"Wywiad ze Słońcem Narodu": kina rezygnują z pokazów, a Sony odwołuje amerykańską premierę
Groźba hackerów Guardians of Peace zbiera żniwo. Największe amerykańskie sieci kinowe zrezygnowały z pokazywania "Wywiadu ze Słońcem Narodu", co ostatecznie doprowadziło do decyzji Sony o odwołaniu premiery filmu w USA.
Najpierw spotkania związane z promocją komedii odwołali jego gwiazdorzy - Seth Rogen i James Franco. Później zrezygnowano z uroczystej premiery w Nowym Jorku. W środę z planów pokazywania komedii wycofały się największe amerykańskie sieci kinowe (w tym Regal Cinemas, Cinemark, Cineplex, AMC Entertainment, Bow Tie Cinemas i Carmike). W końcu wytwórnia Sony podjęła decyzję o całkowitym odwołaniu premiery kinowej w USA. Miała się ona odbyć 25 grudnia.

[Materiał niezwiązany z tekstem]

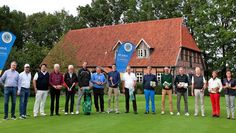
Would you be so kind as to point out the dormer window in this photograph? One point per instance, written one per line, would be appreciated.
(116, 47)
(143, 49)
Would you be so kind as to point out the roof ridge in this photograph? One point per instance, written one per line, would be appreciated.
(132, 23)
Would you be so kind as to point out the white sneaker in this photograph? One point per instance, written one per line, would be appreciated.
(77, 112)
(186, 114)
(43, 114)
(117, 112)
(178, 114)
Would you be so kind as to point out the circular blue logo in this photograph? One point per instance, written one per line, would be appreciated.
(6, 37)
(128, 47)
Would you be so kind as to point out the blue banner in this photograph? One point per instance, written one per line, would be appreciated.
(7, 40)
(124, 55)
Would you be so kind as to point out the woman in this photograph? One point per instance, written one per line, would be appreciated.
(230, 93)
(166, 82)
(215, 87)
(70, 80)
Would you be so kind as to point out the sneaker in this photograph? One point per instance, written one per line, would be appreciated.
(146, 112)
(186, 114)
(43, 114)
(178, 114)
(108, 111)
(77, 112)
(13, 117)
(22, 117)
(5, 118)
(162, 112)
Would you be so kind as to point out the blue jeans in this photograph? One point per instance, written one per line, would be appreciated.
(9, 91)
(24, 94)
(150, 94)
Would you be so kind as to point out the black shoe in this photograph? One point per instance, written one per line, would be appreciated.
(147, 112)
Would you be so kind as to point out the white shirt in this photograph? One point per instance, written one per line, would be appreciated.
(129, 80)
(204, 80)
(24, 80)
(36, 76)
(214, 83)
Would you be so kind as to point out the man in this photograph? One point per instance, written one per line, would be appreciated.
(70, 79)
(99, 80)
(24, 90)
(41, 84)
(56, 82)
(129, 82)
(181, 83)
(149, 83)
(10, 79)
(84, 76)
(166, 83)
(215, 87)
(198, 88)
(113, 82)
(229, 85)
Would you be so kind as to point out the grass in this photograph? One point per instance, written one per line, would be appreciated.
(120, 123)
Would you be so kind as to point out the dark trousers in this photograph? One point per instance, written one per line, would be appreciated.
(9, 92)
(127, 97)
(69, 97)
(98, 93)
(55, 94)
(24, 94)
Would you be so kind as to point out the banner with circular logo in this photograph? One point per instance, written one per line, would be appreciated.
(123, 56)
(7, 40)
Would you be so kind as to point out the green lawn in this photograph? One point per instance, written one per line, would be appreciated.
(131, 123)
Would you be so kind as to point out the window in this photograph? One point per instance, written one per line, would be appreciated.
(139, 76)
(142, 53)
(159, 77)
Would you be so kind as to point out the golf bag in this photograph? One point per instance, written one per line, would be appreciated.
(87, 104)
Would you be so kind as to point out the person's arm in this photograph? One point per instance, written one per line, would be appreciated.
(192, 88)
(65, 84)
(34, 82)
(220, 85)
(19, 84)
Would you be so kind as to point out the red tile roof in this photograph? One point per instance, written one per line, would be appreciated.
(166, 37)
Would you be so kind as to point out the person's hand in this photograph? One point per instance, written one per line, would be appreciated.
(192, 94)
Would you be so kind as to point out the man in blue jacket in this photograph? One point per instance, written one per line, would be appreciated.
(149, 83)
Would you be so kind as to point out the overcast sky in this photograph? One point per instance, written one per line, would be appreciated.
(32, 6)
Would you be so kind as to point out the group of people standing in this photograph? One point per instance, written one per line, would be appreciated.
(45, 82)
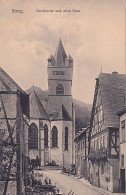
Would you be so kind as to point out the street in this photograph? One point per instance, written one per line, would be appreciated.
(68, 183)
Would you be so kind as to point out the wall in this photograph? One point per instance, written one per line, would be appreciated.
(56, 153)
(67, 154)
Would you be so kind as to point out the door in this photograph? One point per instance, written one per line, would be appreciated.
(122, 180)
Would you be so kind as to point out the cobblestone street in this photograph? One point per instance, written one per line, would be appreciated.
(69, 183)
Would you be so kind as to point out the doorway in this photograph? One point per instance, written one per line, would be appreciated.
(122, 180)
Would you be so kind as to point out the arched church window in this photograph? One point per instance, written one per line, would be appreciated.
(54, 137)
(33, 136)
(66, 138)
(59, 89)
(46, 136)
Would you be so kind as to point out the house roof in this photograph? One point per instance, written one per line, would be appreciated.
(113, 88)
(81, 133)
(65, 114)
(37, 110)
(8, 85)
(60, 54)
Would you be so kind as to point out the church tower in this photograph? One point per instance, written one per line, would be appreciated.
(60, 71)
(60, 106)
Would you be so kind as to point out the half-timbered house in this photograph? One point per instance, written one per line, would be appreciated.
(104, 133)
(81, 153)
(14, 110)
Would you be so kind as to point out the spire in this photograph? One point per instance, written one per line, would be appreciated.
(60, 54)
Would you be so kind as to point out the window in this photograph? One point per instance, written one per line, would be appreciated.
(100, 142)
(107, 168)
(102, 168)
(54, 137)
(58, 73)
(33, 136)
(97, 143)
(103, 140)
(66, 138)
(59, 90)
(122, 160)
(45, 136)
(123, 130)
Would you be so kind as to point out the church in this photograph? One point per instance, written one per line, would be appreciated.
(52, 123)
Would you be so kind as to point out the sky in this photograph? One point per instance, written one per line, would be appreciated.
(93, 33)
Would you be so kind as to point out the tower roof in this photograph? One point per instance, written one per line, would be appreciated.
(69, 58)
(60, 54)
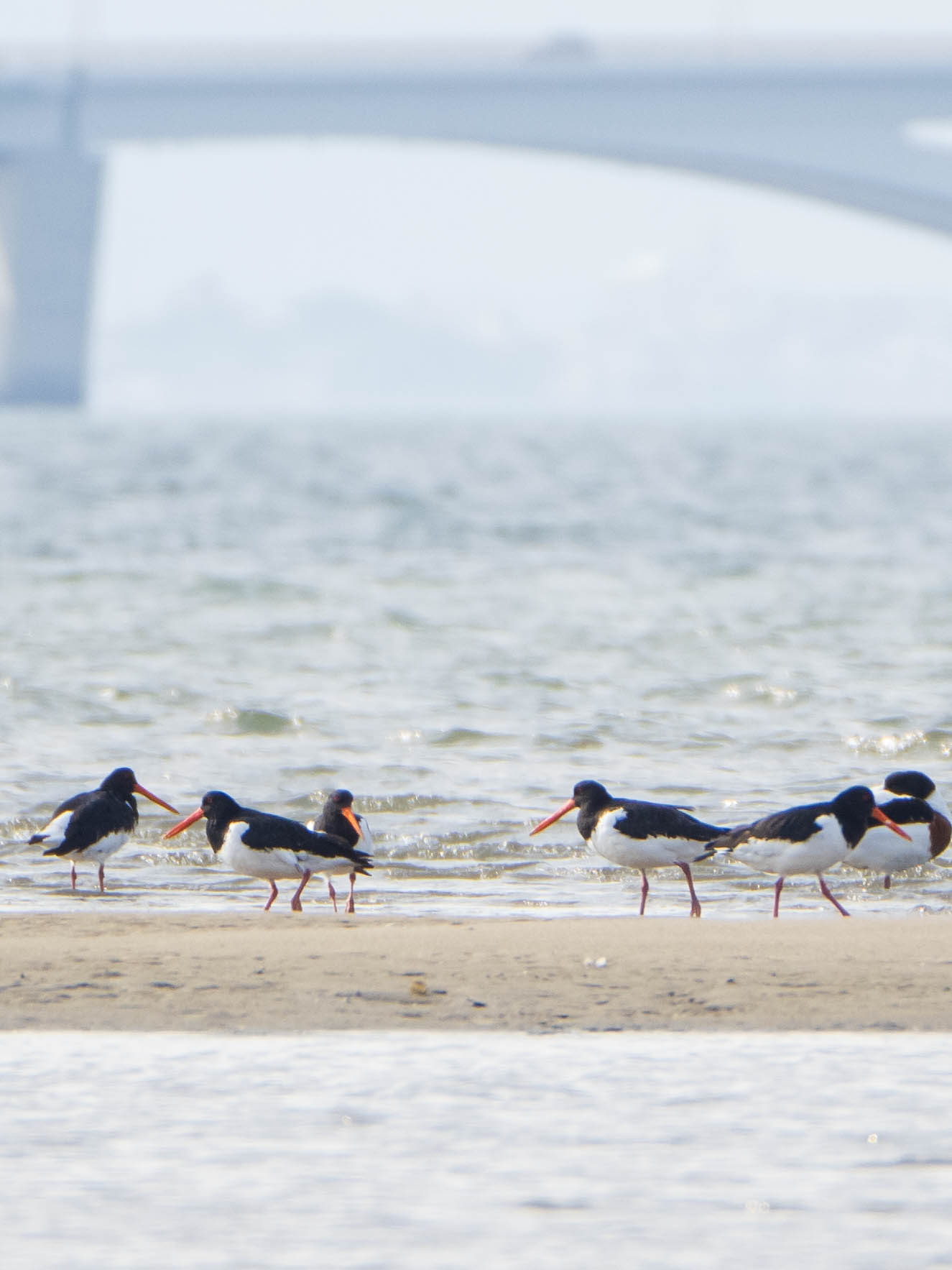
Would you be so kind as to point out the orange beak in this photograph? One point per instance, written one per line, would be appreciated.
(556, 816)
(185, 824)
(879, 814)
(154, 798)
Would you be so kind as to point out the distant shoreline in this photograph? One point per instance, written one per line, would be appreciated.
(277, 972)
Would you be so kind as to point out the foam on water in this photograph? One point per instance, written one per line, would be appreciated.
(397, 1150)
(457, 624)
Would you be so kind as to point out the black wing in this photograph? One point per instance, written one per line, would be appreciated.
(266, 832)
(96, 817)
(796, 824)
(69, 806)
(663, 821)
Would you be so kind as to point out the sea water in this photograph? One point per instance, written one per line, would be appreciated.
(457, 622)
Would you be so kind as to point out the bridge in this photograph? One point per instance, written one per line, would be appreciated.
(864, 132)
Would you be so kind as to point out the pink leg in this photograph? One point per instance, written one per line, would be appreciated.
(777, 891)
(695, 901)
(829, 896)
(296, 901)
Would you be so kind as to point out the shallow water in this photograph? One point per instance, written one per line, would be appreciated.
(397, 1150)
(458, 622)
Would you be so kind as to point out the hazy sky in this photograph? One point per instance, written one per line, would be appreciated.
(404, 19)
(616, 283)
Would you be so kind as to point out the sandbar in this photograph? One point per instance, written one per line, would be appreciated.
(281, 972)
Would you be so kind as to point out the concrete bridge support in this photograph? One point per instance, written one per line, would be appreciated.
(49, 213)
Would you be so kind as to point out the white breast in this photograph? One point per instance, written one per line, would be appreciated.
(777, 856)
(640, 852)
(269, 864)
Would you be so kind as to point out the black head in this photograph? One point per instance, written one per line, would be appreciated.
(854, 803)
(218, 806)
(121, 783)
(341, 799)
(910, 785)
(591, 794)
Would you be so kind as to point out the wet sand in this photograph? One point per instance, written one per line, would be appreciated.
(279, 972)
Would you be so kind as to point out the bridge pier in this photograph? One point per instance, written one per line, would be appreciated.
(49, 211)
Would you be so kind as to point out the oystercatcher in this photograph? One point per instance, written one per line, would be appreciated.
(93, 826)
(912, 801)
(267, 846)
(806, 839)
(639, 834)
(339, 819)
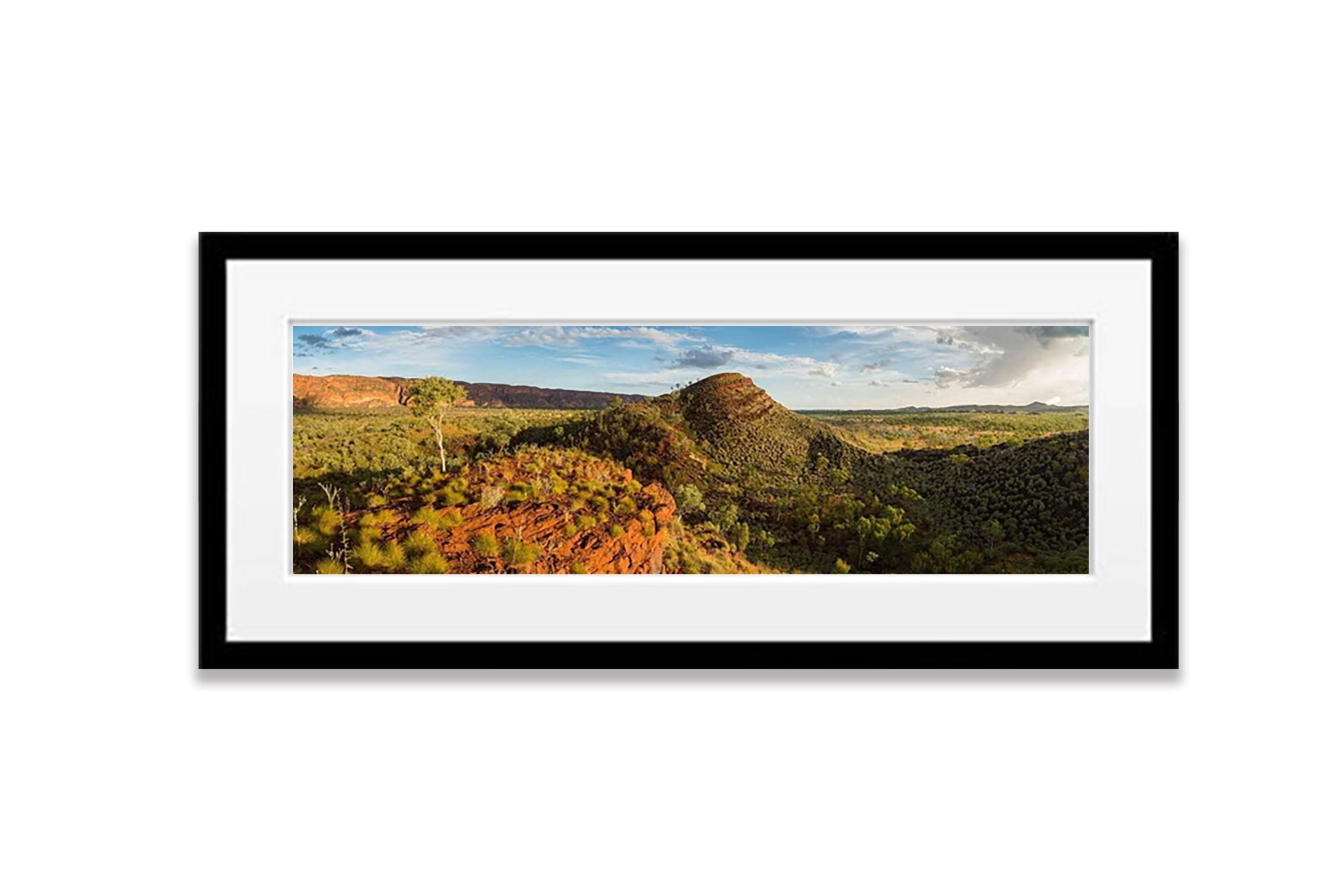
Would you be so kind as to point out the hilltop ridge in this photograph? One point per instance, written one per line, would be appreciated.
(347, 392)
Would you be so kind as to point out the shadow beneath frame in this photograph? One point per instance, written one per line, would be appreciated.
(679, 677)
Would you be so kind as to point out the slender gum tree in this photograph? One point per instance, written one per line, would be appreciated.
(432, 398)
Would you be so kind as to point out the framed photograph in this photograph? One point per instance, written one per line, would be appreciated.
(689, 450)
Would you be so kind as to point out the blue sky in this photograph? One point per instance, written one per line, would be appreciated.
(803, 367)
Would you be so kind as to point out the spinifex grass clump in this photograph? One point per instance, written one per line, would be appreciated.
(517, 554)
(420, 543)
(369, 555)
(428, 564)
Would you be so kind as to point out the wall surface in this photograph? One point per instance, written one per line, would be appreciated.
(131, 127)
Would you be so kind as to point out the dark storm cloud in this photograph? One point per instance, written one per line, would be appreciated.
(1011, 354)
(703, 358)
(1046, 335)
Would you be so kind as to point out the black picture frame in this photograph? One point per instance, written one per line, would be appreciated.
(1160, 652)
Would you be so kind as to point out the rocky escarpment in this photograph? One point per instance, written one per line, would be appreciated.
(537, 511)
(342, 392)
(638, 550)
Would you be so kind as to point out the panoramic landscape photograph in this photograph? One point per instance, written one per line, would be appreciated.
(690, 450)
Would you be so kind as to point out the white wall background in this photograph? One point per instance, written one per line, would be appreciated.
(131, 127)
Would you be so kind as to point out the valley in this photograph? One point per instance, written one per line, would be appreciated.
(714, 477)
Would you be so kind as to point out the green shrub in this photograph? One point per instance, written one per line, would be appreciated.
(394, 556)
(517, 554)
(327, 521)
(310, 543)
(486, 546)
(689, 499)
(428, 564)
(369, 555)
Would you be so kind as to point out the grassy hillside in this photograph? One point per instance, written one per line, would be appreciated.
(761, 488)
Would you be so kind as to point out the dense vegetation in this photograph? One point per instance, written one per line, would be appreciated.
(757, 488)
(890, 432)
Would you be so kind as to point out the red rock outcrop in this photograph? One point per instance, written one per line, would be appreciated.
(347, 392)
(636, 551)
(340, 392)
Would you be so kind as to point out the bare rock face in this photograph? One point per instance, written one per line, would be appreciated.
(636, 551)
(342, 392)
(349, 392)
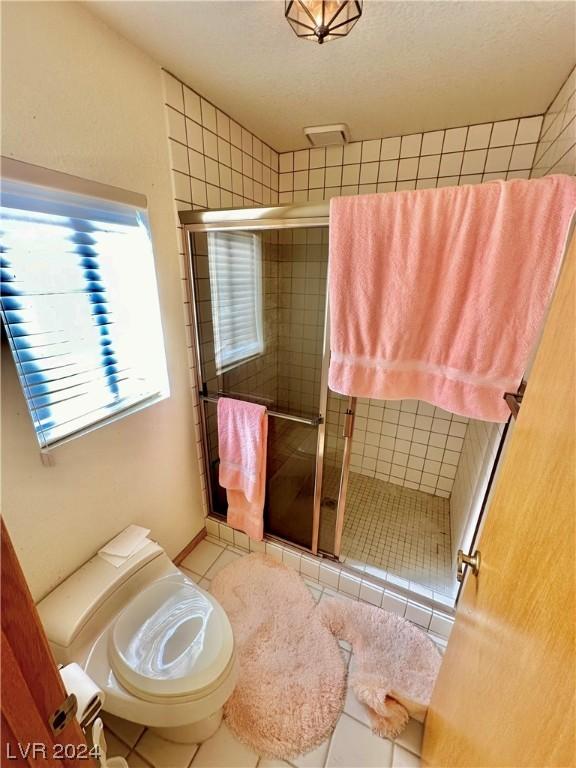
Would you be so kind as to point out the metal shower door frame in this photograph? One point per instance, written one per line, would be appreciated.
(280, 217)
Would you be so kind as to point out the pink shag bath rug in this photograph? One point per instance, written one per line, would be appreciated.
(394, 664)
(292, 682)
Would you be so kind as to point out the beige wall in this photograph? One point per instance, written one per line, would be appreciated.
(80, 99)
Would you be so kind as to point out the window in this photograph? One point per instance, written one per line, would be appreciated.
(80, 308)
(235, 264)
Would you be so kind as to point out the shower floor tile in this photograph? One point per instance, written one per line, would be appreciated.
(402, 532)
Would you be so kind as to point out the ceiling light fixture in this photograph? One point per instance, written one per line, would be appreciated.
(322, 20)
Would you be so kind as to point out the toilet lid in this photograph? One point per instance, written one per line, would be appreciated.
(173, 639)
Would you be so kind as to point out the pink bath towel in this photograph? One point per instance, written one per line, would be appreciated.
(439, 294)
(242, 433)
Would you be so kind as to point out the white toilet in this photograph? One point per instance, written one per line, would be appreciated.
(158, 645)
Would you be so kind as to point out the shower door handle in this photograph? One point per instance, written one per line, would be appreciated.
(473, 561)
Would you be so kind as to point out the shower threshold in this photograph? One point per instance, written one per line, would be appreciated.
(396, 534)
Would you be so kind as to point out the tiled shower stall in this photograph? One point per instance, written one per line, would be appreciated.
(418, 473)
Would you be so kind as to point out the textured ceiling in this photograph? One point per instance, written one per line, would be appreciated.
(406, 67)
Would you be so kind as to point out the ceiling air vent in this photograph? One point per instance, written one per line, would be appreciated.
(326, 135)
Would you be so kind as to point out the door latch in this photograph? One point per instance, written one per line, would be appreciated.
(59, 719)
(472, 561)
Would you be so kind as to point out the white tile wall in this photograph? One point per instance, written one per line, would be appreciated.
(407, 443)
(466, 155)
(556, 150)
(218, 163)
(471, 480)
(215, 163)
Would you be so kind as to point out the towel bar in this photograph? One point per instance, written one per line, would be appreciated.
(313, 422)
(514, 399)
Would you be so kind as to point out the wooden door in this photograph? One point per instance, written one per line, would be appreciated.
(505, 693)
(31, 686)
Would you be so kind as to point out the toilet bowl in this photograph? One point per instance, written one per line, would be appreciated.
(160, 647)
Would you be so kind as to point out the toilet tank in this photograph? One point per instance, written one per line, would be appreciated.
(80, 608)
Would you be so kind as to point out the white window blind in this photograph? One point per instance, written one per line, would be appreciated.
(80, 308)
(235, 264)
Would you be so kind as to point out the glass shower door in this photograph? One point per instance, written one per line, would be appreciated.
(259, 302)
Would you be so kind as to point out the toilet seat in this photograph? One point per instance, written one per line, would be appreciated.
(172, 641)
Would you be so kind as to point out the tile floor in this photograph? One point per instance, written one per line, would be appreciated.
(397, 530)
(351, 745)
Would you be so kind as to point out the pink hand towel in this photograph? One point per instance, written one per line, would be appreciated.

Teraz nieoficjalnie mówi się o pomyśle przedstawienia komedii za pomocą serwisów VOD.
Przypomnijmy, że we wtorek hackerzy odpowiedzialni za włamanie na serwery Sony Pictures, zagrozili jeszcze bardziej drastycznymi atakami na kina, które zdecydują się pokazywać "Wywiad ze Słońcem Narodu". W swoim liście przestępcy przywołali nawet ataki na World Trade Center. Chociaż w oficjalnym oświadczeniu urzędnicy Departamentu Bezpieczeństwa Krajowego USA zapewnili, że badają sprawę, a obecnie nie ma zagrożenia, to właściciele kin obawiali się odpowiedzialności prawnej, gdyby w czasie któregoś z seansów doszło jednak do jakichkolwiek aktów przemocy lub gdyby znaleźli się naśladowcy hackerów.
Podejrzewa się, że za atakiem hackerskim na Sony stoi Korea Północna, choć ta zaprzecza. W "Wywiadzie ze Słońcem Narodu" Franco i Rogen grają dziennikarzy, którzy zamierzają zabić Kim Dzong Una.
Polska premiera filmu wyznaczona została na 23 stycznia.